Blutplättchen können mehr als bislang bekannt
Sie bewegen sich aktiv und interagieren mit Erregern
F. Gärtner/LMU
750 Milliarden Blutplättchen zirkulieren im menschlichen Körper. Sie reagieren auf Verletzungen der inneren Gefäßwände und spielen eine entscheidende Rolle für die Blutgerinnung: Sie heften sich an die verletzte Stelle an und vernetzen sich dort miteinander, wodurch sie die Wunde abdichten.
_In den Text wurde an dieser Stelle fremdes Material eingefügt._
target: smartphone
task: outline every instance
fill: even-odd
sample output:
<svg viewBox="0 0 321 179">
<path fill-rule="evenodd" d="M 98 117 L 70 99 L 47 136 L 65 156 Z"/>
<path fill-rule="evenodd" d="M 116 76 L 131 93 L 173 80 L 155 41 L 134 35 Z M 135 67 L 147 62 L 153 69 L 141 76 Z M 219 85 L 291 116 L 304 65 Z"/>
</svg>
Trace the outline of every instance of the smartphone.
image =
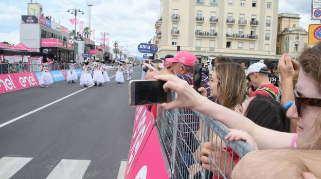
<svg viewBox="0 0 321 179">
<path fill-rule="evenodd" d="M 201 63 L 196 63 L 195 65 L 194 65 L 194 72 L 193 79 L 194 89 L 197 91 L 197 89 L 201 87 L 202 64 Z"/>
<path fill-rule="evenodd" d="M 129 82 L 129 105 L 136 107 L 169 103 L 170 90 L 165 92 L 163 86 L 166 81 L 160 80 L 132 80 Z"/>
</svg>

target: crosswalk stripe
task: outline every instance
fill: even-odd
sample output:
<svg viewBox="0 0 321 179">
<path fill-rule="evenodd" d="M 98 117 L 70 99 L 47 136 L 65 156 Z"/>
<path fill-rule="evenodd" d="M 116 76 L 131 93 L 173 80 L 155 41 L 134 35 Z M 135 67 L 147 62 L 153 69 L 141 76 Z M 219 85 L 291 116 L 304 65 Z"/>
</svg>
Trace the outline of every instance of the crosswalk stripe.
<svg viewBox="0 0 321 179">
<path fill-rule="evenodd" d="M 32 159 L 27 157 L 2 157 L 0 159 L 0 179 L 10 179 Z"/>
<path fill-rule="evenodd" d="M 89 160 L 63 159 L 46 179 L 82 179 L 90 162 Z"/>
</svg>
Sie spielen aber auch bei der Entstehung von Thrombosen eine Rolle.
Im Rahmen des Sonderforschungsbereichs SFB 914 „Immunzellwanderung bei Entzündung, Entwicklung und Krankheit“ hat das Team um Gärtner und Massberg jüngst eine Methode entwickelt, einzelne Blutplättchen bei der Immunreaktion über einen längeren Zeitraum zu visualisieren. So kamen sie einer bislang unbekannten Funktion auf die Spur: „Sie bleiben nicht nur passiv an Bakterien kleben, sondern bewegen sich aktiv“, sagt Gärtner. An Entzündungsstellen beginnen Blutplättchen zu wandern, wobei sie mit Fremdkörpern in Kontakt treten können um diese einzufangen und zu binden, vergleichbar einem zellulären Straßenkehrer. Die so entstehenden Verbindungen aus einem Blutplättchen und mehreren Bakterien rufen dann wiederum Fresszellen auf den Plan, die die so gebundenen Erreger als Ganzes beseitigen.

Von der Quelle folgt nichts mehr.